Undervalued and unacknowledged
In research published by the journal Social Movement Studies in January 2019, researchers reviewed at least six studies that explored the subject of animal rights activist burnout. Within each of those studies were interviews with activists, including one who described being “treated kind of like a charming but benign presence,” who was often “spoken over” while male activists took credit for her ideas. Others interviewed described the work environment as “bro culture” built around language that “does not translate at all to women.”
To be sure, not all of these organizations are dominated by men. Ingrid Newkirk remains the president of PETA 40 years after she helped found it in 1980. Still, the broader culture of the movement remains a thorny thicket through which women have to navigate.
Christie Lagally, an aerospace engineer who left Boeing to start a plant-based chicken company, Rebellyous Foods, in 2017, can relate. She’s spent time volunteering at the Humane Society of the United States (HSUS), and she co-founded The Humane Voters of Washington. “It’s the daily grind of going to a conference and saying what you believe is the truth about the industry and then having it credited to somebody else who restated it an hour later,” she says. “That’s happened to me.”
It can be exhausting, working within that environment. And over time, that dynamic has forced some women out, says Tracye McQuirter, a longtime vegan advocate based in Washington, DC. “I had a friend who worked with [an animal welfare organization] and who became a refugee…because of the sexism and racism there,” she says.
In some instances, these cases of sexism wind up leading to more serious allegations. In February 2018, HSUS president Wayne Pacelle resigned after an internal investigation identified three complaints of sexual harassment against him, as well as evidence that high-level female leaders had warned of his behavior but were ignored. Pacelle has denied any wrongdoing.
In the wake of the scandal, long-time HSUS activist Kitty Block was named president, the first woman to hold the position since the organization’s founding in 1954. Since the leadership change, women have come to make up the majority—at least 65%—of the top roles at HSUS. Thirteen out of 20 people listed among the organization’s leadership are women.
“A good leader is someone who empowers others and helps people be the best they can be,” Block says, highlighting the need to be inclusive.
Meier, Lagally, and Block all say they have seen some positive change in the last two years. More women have stepped into leadership roles, and not just at HSUS. But there’s still more work to be done to root out systemic bias.
The gold rush
While work is ongoing to correct gender imbalances within long-running non-profit advocacy organizations, a second front is emerging in Silicon Valley. The rise of plant-based and cell-cultured meat alternative startups has created a new way to tackle animal welfare issues—but it also presents the same sort of gendered challenges that exist across society.

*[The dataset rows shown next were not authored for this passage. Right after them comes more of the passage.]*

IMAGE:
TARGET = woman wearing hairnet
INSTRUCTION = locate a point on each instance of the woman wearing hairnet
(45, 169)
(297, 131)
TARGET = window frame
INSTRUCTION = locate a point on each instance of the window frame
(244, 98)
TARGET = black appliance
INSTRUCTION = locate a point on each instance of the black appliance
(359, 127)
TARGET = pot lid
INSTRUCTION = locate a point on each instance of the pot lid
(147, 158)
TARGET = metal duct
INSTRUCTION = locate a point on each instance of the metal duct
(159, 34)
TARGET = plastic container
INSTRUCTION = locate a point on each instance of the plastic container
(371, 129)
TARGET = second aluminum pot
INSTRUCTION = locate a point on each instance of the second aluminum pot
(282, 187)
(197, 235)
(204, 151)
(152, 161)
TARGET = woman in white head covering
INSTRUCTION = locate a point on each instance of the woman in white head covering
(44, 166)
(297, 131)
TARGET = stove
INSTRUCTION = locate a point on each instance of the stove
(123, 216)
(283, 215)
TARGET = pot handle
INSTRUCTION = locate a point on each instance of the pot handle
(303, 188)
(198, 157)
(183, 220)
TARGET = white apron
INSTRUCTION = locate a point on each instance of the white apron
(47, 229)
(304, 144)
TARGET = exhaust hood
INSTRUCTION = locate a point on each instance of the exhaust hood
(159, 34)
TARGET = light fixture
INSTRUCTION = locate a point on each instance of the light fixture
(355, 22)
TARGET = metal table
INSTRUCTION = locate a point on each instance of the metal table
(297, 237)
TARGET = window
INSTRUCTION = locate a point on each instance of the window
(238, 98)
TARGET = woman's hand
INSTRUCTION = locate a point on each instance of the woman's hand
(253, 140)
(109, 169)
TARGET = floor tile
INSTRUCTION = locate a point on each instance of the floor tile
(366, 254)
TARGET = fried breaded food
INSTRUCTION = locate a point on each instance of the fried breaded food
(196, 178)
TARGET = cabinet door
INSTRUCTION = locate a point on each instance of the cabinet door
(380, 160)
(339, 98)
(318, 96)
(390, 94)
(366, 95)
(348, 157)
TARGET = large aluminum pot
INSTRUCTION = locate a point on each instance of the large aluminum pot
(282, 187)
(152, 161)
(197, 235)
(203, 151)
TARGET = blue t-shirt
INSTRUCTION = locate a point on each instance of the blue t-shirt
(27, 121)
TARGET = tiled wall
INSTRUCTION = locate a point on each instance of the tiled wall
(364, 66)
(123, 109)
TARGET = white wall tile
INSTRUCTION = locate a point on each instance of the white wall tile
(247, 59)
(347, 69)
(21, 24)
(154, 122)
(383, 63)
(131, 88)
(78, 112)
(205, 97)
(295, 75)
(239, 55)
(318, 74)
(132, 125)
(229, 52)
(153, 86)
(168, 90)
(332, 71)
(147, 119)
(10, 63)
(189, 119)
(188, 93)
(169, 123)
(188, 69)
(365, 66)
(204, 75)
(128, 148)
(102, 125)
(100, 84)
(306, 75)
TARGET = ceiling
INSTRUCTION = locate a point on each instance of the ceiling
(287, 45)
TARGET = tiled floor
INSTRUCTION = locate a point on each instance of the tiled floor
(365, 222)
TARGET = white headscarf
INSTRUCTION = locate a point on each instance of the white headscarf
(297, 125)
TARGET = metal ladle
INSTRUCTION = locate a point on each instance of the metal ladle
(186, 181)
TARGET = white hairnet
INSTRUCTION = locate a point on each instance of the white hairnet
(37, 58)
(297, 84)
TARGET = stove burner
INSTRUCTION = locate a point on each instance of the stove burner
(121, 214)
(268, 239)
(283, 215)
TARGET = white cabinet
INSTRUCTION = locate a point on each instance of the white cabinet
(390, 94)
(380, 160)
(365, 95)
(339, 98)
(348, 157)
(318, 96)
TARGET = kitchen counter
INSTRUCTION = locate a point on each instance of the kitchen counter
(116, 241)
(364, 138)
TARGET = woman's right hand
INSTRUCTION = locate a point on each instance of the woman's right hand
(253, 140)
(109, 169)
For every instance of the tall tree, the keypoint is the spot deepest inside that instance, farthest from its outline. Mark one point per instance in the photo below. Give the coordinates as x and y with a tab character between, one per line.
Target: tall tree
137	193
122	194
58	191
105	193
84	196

Most of the CEOs of these companies are vegan activists themselves, people who embraced the idea that the animal welfare movement could use capitalism to decrease the number of animals killed for food. And yet, that new crop of startups has been described as a ‘boys’ club,’ in which everyone knows everyone else (and in some cases their friendships stretch back decades). The biggest names in the meat alternative space are all led by men—a list that includes Impossible Foods, Beyond Meat, JUST, Memphis Meats, Mission Barns, Finless Foods, BlueNalu, Quorn, and many others.
The rise is also something of a gold rush, says McQuirter. “There is money to be made and the machine says young white boys get this money,” she says. There are a few startups launched and run by women, but the number is low—mimicking the makeup of the animal rights non-profit world a few years ago.
If leadership doesn’t represent the values of its main consumers, the products are not going to reflect those values, either. But if these startups make a concerted effort to make some of the same changes the non-profit groups have made—and more—it would arguably strengthen the cultures within and around the companies.
McQuirter has been involved with the vegan movement since the 1980s. She came up within a strong black vegan community, one that has long been talking about the intersectional issues (animal welfare, good nutrition, and social justice) that are only now at the forefront of conversations within the mainstream movement, which has long alienated people of color, as well as women.
“The realization that many white women and men are having now, we already had,” she says. “But we did not have the funding to create these national organizations—but if we did, just imagine how much further along the animal rights movement would be.”
Still, there are a hardscrabble group of entrepreneurial female entrepreneurs who are wading into the food technology space, elbows out.
“There are very specific reasons that women don’t take leadership roles,” says Lagally. “It’s what I call ‘women being punished for being essentially right and female at the same time.’”
Lagally dealt with it by creating her own company, one with a leadership team that is primarily female. And that’s how other women have broken out, too.
Michele Simon created and increased the membership of the Bay Area-based Plant Based Foods Association. Jess Krieger co-founded cell-cultured meat startup Artemys Foods. And Isha Datar is pioneering the cellular agriculture field through the influential support that her diverse non-profit organization, New Harvest, provides to researchers.
Even still, the playing field isn’t even for women in Silicon Valley, either. That much is acknowledged by Josh Balk, who leads the HSUS efforts around farm animal protection and co-founded San Francisco-based JUST in 2011 with his activist friend, Josh Tetrick. “It’s more challenging for women to raise money in the start-up world,” Balk says. He has no equity in the company today, but he’s still closely involved with the people in it.
When young women approach McQuirter today about joining animal rights organizations, she never advises them to shy away from them. She cautions, though, that they should have a community of people outside of work that they can “go to, and talk to, and breathe with.” The same rule applies for women looking to work within the Silicon Valley-driven animal welfare ecosystem.
“Call it discrimination or call it bias, but you’re constantly fighting it day in and day out,” Lagally says, even with an optimistic eye on the future.